Amongst all of the media pieces in the run up to WCIT-12 next week, few have been as counterfactual as that appearing on the website of the Global Journal.
The editor, Jean-Christophe Nothias clearly has very little knowledge of how Internet economics or governance works, making such uninformed statements such as "Critically, the connections between the approximately 40,000 autonomous servers at a global level are ruled by contractual agreements between operating agencies." when I think he means "Autonomous Systems", of which there are more than 40,000 and these Autonomous Systems mostly don't consider themselves "operating agencies" as they are known in the ITU world.
When writing about the Internet current capacity for self-governance, he says: "This might be true when speaking about a web where users can create and participate in unlimited communities, websites or blogs, but this does not equate to control over the only critical command center of the Internet — its rooting system." Does he mean root server system or is he talking about Internet routing? it really doesn't matter, what matters is how the statements (and there others in the article) reveal his lack of knowledge of how the the Internet works.
The author also conveniently ignores the reality of the Internet charging model where subscribers pay for Internet access when he states "When, for example, a citizen of Botswana uses Google's search engine, the relevant operating agency of Botswana will ultimately have to pay the operator sending the data." He forgets to mention, that in this case the operating agency of Botswana gets paid by its subscribers to carry that data to them, they in turn pay their upstream provider who in turn pay their upstream (not to mention that Google pays for their own connectivity). Google is also introducing Google Global Caches in Africa, so when one comes to Botswana (or an IXP where Botswana Telecom peers) then the operating agency doesn't have to pay for this data (as transit) but reaps the revenue from its subscribers. It's a win-win for end-users and the incumbent telco/ISP. In any case, Botswana Telecom (and other providers in Botswana are highly profitable entities that didn't have revenues from Google or Facebook or Yahoo! to achieve these results.

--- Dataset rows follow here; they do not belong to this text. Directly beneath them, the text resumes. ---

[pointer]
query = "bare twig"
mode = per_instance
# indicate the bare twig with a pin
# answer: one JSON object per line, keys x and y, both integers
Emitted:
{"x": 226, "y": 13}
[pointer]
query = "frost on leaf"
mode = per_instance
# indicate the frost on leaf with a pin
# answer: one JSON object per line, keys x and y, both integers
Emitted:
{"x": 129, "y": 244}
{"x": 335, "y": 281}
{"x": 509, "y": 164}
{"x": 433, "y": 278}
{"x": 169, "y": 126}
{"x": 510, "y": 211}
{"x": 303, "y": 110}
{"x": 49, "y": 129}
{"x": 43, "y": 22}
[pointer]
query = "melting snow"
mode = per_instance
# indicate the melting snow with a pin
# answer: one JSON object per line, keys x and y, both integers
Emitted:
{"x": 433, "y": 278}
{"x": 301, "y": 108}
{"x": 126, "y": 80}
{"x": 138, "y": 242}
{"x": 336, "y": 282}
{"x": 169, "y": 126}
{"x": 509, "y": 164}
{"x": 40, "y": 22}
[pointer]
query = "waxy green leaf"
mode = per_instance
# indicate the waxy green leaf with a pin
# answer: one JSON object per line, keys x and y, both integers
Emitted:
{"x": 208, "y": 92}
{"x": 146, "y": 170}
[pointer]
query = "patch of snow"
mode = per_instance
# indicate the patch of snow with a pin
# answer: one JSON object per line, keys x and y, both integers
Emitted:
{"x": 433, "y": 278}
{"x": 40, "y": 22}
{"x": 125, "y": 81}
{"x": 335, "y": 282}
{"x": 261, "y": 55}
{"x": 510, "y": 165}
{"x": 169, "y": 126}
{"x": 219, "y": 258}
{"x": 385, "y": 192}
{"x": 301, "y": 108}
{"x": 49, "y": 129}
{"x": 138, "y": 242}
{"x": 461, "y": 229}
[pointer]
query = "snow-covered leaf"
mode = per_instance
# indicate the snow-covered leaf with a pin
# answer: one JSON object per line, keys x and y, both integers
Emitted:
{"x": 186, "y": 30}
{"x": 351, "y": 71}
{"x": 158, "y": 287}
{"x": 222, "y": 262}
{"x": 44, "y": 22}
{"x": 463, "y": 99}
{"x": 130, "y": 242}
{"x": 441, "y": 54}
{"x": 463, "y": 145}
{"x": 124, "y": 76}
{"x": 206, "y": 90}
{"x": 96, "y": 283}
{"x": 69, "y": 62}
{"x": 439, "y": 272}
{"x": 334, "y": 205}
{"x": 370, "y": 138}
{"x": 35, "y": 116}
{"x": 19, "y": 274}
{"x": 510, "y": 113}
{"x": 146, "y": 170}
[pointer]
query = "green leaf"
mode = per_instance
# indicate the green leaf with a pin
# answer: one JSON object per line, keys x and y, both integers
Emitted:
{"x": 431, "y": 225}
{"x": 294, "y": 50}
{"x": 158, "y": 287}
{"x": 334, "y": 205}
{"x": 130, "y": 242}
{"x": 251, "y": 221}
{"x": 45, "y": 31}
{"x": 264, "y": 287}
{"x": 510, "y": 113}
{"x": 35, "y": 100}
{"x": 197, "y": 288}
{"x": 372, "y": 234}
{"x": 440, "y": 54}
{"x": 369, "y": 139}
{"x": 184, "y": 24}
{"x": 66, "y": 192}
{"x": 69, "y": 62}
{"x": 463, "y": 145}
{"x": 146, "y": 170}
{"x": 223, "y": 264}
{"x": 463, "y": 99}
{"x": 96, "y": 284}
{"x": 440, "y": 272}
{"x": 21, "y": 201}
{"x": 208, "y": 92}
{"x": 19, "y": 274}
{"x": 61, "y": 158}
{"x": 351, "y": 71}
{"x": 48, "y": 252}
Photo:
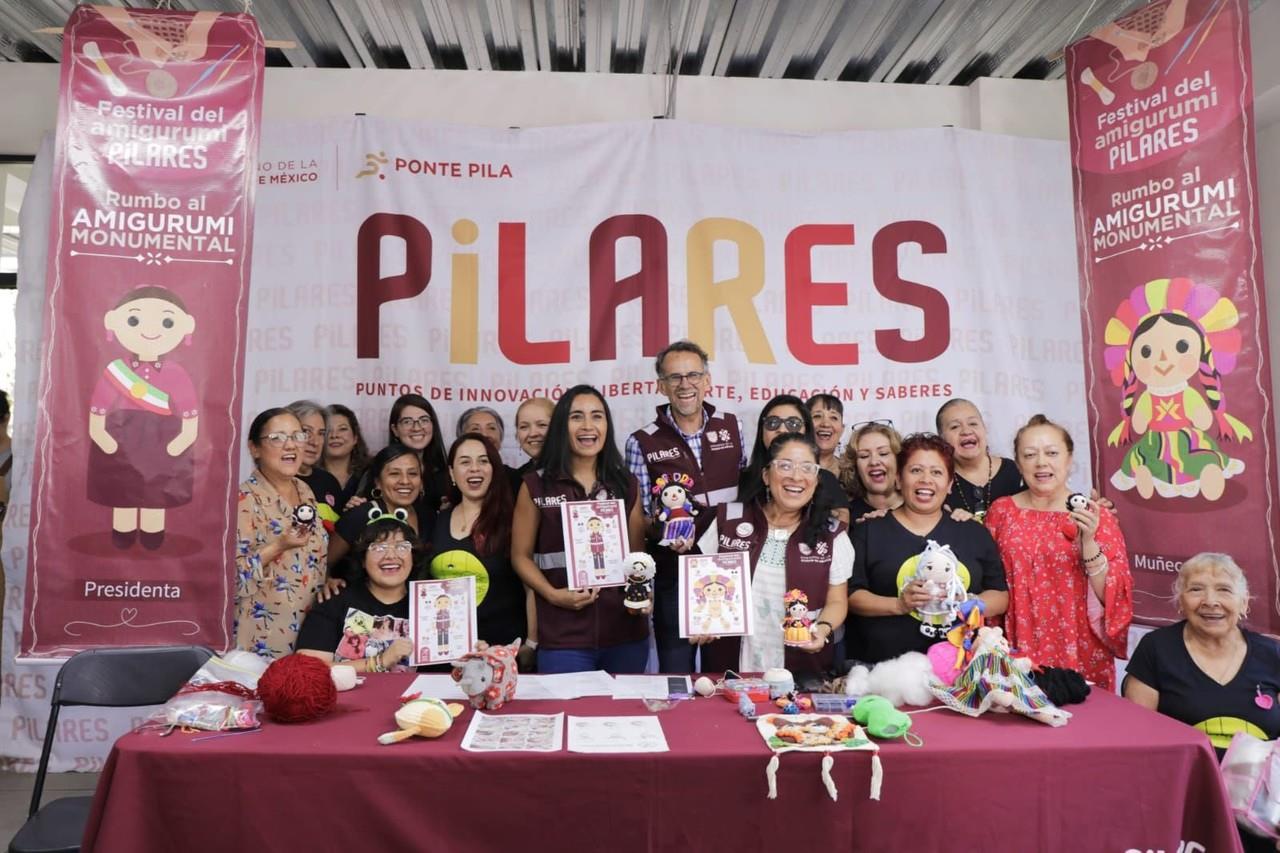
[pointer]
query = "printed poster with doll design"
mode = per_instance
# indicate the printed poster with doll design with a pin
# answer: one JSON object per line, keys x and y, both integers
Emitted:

In addition, when he writes: "The Internet works because it operates according to agreed principles, rules and centralized control — one must maintain a clear-eyed perspective." He clearly doesn't understand that there is no "centralized control", in fact there is no "control" per se. the Internet is indeed a decentralised network of networks each setting their own policies on Interconnection (routing). There is, in one small corner of the infrastructure, a policy secretariat (ICANN) that does administration of Internet numbering, naming and port and protocol resources using an open, transparent, consensus based and bottom-up system of decision making amongst multi-equal stakeholders. The rejection of this system seems to be the authors main point. This is clear when he writes "The old credo by David Clark in 1992 — "we reject presidents, kings and voting; we believe in rough consensus and running code" — is part of the web wonderland hagiography, but not reflective of today's Internet reality."
In fact, it is entirely reflective of the reality of today's Internet policy making apparatus. For example, this week in Khartoum, the African Network Information Center is holding it's semi-annual numbering policy meeting, where decisions will be made in a fully open, transparent and bottom up manner. What the author clearly would prefer is the top-down, governments only voting style of regulation as seen in the ITU. While this has been useful in recent decades for, inter alia, telephony numbering, radio and satellite spectrum allocation, it makes no sense in the meritocratic, much faster moving world of Internet policy.
The worst of his counterfactual hypocrisy however is when he attacks Google (and Vint Cerf in particular) for leading a "behind the scenes campaign", when in fact Google, as well as ISOC, EFF, CDT, the Technology Liberation Front and dozens of Internet companies and technical coordination bodies are all doing their part to educate and mobilise Internet users about the possible negative effects of some of the proposals that will be made at WCIT. He also complains that Google has declined to join the ITU as a "Sector Member" when in fact, joining costs them some autonomy, since as a Sector Member, they would have some obligations, but receive no voting rights, which are, of course, reserved for nation states.
National governments already have regulatory and legislative authority over content, licensing of ISPs, domain take-downs, filtering, surveillance and a myriad of other Internet related issues inside their borders. Giving them further control over what is currently managed by a variety of actors in the Internet ecosystem, would be counter-productive to the growth and development of Internetworking that has worked extraordinarily well over the past 4 decades.